While the deal was primarily geared toward improving the environmental sustainability of the fishing sector, some observers believe it will also level the seafood playing field commercially. American and European fishing representatives have long complained that Chinese fisheries operate at an unfair advantage, with lower standards and less transparency around subsidies.

“The provisions are not as ambitious as the funding rules in the E.U., but will certainly contribute to have an international level playing field and prevent granting funding to law offenders, as is already the case in the E.U,” Voces said.

While suggesting that the deal eliminates harmful subsidies, “similarly to what [was] done in the E.U. in the early 2000s,” Voces said his organization was relieved the text of the deal didn’t extend to barring fuel tax relief schemes. Voces said the current global surge in energy costs means fishermen would face issues without relief. 

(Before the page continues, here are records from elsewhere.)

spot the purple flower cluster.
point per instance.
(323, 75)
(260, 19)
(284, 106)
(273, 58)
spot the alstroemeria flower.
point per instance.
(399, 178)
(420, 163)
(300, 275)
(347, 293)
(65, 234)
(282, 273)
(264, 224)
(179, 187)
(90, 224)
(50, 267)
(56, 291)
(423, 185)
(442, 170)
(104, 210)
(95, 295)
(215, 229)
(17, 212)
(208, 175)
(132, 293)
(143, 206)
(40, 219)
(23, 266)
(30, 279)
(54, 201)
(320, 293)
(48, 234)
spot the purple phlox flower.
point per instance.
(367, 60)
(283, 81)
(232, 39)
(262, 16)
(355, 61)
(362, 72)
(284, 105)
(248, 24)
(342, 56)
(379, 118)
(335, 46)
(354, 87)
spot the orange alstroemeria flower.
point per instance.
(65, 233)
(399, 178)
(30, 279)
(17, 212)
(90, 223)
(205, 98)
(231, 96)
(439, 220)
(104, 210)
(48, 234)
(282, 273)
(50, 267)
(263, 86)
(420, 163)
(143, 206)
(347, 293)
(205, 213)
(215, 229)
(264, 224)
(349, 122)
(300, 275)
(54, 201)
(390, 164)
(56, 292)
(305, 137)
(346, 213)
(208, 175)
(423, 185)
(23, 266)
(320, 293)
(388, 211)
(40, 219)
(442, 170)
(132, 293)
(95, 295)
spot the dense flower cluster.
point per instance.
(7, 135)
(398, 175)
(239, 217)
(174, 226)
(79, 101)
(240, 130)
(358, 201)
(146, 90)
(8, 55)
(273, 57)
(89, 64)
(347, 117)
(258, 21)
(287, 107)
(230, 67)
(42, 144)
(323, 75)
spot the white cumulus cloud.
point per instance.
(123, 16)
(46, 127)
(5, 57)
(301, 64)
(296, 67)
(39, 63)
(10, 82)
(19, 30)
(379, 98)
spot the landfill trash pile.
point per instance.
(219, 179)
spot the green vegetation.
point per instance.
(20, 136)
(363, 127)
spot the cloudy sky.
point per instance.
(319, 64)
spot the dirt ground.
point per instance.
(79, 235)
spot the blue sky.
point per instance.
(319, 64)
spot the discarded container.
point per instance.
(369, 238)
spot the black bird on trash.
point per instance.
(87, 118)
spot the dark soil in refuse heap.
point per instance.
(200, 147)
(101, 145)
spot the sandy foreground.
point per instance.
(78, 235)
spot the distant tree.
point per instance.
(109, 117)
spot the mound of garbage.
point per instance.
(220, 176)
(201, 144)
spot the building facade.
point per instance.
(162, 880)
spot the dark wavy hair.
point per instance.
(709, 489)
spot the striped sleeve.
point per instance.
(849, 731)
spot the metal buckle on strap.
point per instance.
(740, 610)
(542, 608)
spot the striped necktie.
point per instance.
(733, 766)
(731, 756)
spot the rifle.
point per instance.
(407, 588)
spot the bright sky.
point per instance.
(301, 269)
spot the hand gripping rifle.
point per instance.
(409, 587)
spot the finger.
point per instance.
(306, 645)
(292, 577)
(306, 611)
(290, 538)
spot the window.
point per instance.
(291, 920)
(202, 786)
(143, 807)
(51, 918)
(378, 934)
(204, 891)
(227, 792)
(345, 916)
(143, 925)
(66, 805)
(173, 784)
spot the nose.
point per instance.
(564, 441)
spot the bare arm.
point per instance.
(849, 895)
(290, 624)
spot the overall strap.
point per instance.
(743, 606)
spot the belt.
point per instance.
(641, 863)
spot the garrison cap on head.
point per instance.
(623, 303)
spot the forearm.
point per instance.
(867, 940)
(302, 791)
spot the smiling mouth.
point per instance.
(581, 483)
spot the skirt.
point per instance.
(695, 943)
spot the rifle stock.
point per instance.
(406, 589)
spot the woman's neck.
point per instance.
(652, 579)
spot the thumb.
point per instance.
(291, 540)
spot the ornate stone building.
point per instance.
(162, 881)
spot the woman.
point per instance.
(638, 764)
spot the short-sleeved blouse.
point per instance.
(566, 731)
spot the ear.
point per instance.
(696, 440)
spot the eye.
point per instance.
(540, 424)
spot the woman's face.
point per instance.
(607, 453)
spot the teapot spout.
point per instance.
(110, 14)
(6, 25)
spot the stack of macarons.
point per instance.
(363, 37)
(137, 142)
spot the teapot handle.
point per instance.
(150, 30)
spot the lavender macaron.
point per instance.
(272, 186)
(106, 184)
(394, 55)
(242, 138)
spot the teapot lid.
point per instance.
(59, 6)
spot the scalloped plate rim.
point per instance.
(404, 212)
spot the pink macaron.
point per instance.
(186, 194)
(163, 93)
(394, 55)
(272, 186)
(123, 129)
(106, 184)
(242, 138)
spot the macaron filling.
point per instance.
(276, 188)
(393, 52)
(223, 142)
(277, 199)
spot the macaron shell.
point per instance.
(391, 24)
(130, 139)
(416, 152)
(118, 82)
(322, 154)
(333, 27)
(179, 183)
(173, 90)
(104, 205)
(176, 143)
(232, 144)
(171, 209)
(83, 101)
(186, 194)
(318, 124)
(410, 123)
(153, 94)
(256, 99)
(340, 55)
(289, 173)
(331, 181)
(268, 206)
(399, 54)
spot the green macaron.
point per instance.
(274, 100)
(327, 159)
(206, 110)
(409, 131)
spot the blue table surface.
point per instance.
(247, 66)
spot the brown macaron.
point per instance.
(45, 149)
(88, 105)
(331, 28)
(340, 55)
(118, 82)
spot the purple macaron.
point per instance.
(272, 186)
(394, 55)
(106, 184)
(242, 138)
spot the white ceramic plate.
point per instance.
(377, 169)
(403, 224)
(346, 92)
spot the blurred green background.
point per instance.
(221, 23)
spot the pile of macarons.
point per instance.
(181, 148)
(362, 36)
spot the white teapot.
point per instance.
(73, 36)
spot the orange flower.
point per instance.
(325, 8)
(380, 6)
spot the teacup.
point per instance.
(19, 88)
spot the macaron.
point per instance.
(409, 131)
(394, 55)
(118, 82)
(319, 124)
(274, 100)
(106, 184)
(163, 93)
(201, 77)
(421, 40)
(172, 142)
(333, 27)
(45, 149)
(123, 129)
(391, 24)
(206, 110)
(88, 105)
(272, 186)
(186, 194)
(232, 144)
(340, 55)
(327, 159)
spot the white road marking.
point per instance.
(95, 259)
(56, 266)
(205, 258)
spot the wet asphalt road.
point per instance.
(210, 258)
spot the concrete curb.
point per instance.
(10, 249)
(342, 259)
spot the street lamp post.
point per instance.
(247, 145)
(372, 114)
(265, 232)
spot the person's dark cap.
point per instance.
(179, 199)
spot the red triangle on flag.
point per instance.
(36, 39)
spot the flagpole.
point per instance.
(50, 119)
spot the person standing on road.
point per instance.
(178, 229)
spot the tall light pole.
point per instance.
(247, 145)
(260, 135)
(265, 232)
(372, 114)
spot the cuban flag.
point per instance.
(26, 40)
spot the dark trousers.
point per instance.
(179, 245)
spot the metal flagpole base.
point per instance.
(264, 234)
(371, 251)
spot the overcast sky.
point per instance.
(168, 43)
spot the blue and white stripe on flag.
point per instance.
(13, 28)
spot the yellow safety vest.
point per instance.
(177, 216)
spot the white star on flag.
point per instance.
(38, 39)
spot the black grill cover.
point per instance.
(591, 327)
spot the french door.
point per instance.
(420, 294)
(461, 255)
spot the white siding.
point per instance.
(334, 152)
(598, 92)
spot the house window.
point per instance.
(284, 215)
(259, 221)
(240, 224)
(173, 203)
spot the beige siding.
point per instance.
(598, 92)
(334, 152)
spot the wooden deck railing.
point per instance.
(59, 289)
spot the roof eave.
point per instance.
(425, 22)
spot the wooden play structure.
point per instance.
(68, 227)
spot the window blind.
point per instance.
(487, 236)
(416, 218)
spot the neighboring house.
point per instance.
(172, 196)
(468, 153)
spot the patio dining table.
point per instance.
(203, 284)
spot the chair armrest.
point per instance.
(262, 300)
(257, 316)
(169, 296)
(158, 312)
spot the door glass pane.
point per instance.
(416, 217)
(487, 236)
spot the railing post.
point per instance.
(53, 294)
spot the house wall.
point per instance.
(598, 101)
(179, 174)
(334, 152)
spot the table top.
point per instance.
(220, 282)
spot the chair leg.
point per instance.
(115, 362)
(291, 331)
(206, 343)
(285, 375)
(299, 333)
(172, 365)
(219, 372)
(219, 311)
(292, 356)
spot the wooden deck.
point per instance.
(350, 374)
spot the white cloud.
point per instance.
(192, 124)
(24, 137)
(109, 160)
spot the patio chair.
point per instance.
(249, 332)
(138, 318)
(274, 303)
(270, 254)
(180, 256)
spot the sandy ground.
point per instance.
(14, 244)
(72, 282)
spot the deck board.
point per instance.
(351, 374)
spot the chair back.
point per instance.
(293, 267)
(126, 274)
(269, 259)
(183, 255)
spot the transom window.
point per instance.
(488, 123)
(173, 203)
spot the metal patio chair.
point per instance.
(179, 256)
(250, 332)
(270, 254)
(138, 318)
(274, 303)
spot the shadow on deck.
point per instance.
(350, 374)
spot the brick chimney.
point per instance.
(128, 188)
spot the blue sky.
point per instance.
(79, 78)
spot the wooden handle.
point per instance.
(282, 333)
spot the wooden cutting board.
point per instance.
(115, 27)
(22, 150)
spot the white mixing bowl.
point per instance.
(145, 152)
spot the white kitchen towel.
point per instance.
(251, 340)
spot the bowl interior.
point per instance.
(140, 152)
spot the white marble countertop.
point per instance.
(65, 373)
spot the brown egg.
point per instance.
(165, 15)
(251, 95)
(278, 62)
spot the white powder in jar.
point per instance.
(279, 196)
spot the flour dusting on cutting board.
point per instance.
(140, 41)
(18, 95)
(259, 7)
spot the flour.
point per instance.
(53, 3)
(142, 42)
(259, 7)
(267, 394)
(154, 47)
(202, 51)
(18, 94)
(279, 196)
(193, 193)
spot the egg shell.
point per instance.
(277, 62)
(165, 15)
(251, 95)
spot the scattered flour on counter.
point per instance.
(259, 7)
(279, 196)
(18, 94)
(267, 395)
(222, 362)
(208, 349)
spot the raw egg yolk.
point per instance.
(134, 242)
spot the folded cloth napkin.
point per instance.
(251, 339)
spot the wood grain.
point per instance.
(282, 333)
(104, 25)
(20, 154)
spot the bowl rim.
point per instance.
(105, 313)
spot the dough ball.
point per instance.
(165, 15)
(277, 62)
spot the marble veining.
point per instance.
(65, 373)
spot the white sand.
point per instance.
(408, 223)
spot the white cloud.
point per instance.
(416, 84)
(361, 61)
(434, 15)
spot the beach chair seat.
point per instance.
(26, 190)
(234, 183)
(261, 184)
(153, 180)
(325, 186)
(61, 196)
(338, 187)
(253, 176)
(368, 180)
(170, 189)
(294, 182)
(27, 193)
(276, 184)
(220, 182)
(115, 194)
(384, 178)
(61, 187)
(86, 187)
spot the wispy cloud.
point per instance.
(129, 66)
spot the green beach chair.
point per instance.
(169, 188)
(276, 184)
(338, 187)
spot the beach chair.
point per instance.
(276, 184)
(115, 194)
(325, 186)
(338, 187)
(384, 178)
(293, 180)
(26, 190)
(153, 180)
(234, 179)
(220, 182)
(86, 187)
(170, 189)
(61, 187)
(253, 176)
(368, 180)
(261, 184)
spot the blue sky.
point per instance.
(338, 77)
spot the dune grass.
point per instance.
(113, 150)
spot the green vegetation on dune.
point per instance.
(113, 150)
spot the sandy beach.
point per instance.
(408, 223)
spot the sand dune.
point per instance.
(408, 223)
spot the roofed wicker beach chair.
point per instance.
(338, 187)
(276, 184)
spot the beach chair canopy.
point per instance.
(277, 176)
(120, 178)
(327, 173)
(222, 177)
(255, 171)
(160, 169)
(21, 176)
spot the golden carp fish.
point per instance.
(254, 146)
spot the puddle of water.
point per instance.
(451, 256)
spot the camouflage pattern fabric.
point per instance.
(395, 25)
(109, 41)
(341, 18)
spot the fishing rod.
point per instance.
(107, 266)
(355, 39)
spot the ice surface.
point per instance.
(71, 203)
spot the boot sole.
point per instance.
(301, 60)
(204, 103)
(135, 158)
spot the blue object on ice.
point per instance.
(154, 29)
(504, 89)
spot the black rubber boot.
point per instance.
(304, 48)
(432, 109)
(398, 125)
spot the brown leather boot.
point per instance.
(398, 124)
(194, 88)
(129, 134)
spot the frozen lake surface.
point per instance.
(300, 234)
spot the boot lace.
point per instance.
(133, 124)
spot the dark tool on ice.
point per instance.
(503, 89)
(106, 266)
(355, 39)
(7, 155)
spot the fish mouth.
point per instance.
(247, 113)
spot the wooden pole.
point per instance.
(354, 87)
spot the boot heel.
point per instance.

“The taxation of fuel for fishing would have created an unprecedented large-scale bankruptcy for many fishing companies, since they all depend on fuel and currently there is a lack of technological alternatives,” he said. “We remind that, in the case of the E.U., fuel tax relief schemes have not contributed to overcapacity nor overfishing – quite the opposite.”

The WTO deal establishes a voluntary funding mechanism geared toward providing technical assistance and capacity-building to developing countries, which have borne the brunt of illegal fishing by subsidized distant-water fleets from larger fishing nations. But the loophole of distant-water vessels operating under the flags of third countries, often developing African nations, is a key issue raised in negotiations that remained unsettled in the final agreement, according to Duncan Copeland, executive director of TM Tracking, which collects data on the movement of suspect distant-water vessels.

“Any vessel that has been flagged to another country should be completely barred from receiving any kind of subsidy from the country where its ownership sits,” he said.

Copeland said a failure to address issues of vessel flagging will inhibit the agreement’s effectiveness at curbing overfishing and illegal fishing.

“We fairly often find indications that distant-water fishing vessel operational structures have been set up to benefit from subsidy structures in their ownership country, which of course creates an unfair playing field,” he told SeafoodSource. “If a trawler operating under a West African state’s flag is benefiting from an Asian state fuel subsidy, no truly locally owned vessel will ever be able to compete. This is certainly contributing to the situation where the mass majority of vessels flagged and operating in developing coastal states are foreign-owned.”